Splice Junction Annotation

Purpose: Identifies and annotates splice junctions by comparing detected junctions to known junctions in a reference genome annotation (GTF/GFF)

Why use it?:

  • Validates detected splice sites against known annotations
  • Detects novel splice junctions, which may indicate alternative splicing or sequencing errors
  • Identifies unexpected splicing patterns

Basic Usage:

junction_annotation.py -i input.bam -o output -r reference.bed
  • -i input.bam -> specifies the sorted BAM file with aligned RNA-Seq reads
  • -r reference.bed -> specifies the BED file containing gene annotation (in BED12 format)
  • -o output_prefix -> prefix of output files

Expected Output:

  • A summary of detected splice junctions, categorized into:
    • Known (found in the reference)
    • Novel (newly identified)
    • Unannotated (potential mapping issues)

Interpretation:

  • A high fraction of novel junctions may suggest alternative splicing events.
  • Too many unannotated junctions may indicate alignment problems.

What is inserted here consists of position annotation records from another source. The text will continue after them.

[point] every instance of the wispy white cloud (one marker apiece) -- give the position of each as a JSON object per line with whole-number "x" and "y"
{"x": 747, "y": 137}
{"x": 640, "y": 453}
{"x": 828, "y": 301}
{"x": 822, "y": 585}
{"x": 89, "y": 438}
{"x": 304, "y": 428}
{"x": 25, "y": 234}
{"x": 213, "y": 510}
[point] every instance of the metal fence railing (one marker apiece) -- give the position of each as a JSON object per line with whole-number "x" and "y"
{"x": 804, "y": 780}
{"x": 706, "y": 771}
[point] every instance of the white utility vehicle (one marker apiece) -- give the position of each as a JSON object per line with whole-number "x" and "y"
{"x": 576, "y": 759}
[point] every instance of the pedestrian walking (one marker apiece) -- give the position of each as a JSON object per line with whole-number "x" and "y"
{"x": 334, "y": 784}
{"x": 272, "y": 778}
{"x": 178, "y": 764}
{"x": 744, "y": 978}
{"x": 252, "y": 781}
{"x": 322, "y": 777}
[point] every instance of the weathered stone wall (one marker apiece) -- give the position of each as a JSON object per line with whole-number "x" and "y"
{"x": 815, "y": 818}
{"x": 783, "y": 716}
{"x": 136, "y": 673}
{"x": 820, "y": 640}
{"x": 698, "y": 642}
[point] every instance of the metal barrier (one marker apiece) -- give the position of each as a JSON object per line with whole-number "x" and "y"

Class Exercise #4: junction_annotation.py

  • Within the RSeQC_exercise/IKD1_RSeQC folder run junction_annotation.py on Irrel_kd_1.subset_sorted.bam.
  • Use IKD1-output as the output_prefix
  • Be sure to redirect the final output to Irrel_kd_1.subset_janno.txt. You will need this file for our final step.

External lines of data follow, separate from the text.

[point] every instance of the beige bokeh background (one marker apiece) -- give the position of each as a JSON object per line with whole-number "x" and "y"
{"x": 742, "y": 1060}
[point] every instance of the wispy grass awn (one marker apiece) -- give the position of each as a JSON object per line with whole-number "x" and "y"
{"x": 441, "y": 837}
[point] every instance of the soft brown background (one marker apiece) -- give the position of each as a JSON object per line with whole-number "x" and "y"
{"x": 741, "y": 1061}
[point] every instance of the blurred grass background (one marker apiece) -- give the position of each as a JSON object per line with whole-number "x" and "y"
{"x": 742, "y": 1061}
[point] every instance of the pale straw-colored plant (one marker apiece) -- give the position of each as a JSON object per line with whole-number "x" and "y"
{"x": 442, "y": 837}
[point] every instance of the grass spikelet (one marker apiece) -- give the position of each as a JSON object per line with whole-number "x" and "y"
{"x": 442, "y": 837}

Read Distribution Across Genomic Features (Class Exercise #5)

Purpose: Analyzes how reads are distributed across different genomic features (e.g., exons, introns, UTRs, intergenic regions).

Why use it?:

  • Ensures the expected proportion of reads falls within exons for RNA-Seq experiments

Basic Usage:

read_distribution.py -i input.bam -r ref.bed
  • -i input.bam -> specifies the sorted BAM file with aligned RNA-Seq reads
  • -r reference.bed -> specifies the BED file containing gene annotation (in BED12 format)

Expected Output:

  • The fraction of reads mapping to different genomic regions, including:
    • Exons
    • Introns
    • Intergenic regions
    • 5' and 3' UTRs

Interpretation:

  • For RNA-Seq, most reads (>70%) should align to exons.
  • A high proportion of intronic reads (>30%) may indicate rRNA contamination or unprocessed RNA.

Class Exercise #5: read_distribution.py

  • Within the RSeQC_exercise/IKD1_RSeQC folder run read_distribution.py on Irrel_kd_1.subset_sorted.bam.
  • Be sure to redirect the final output to Irrel_kd_1.subset_read.txt You will need this file for our final step.

Final Step: Run MultiQC

  1. Navigate to top RSeQC_exercise folder. Make sure you are not in any of the subdirectories folders.

  2. Load py-multiqc/1.15-fmpaaj7

  3. Run multiqc. Be sure to name the output file RSeQC_stats-multiqc

  4. Take a look at the generated HTML file.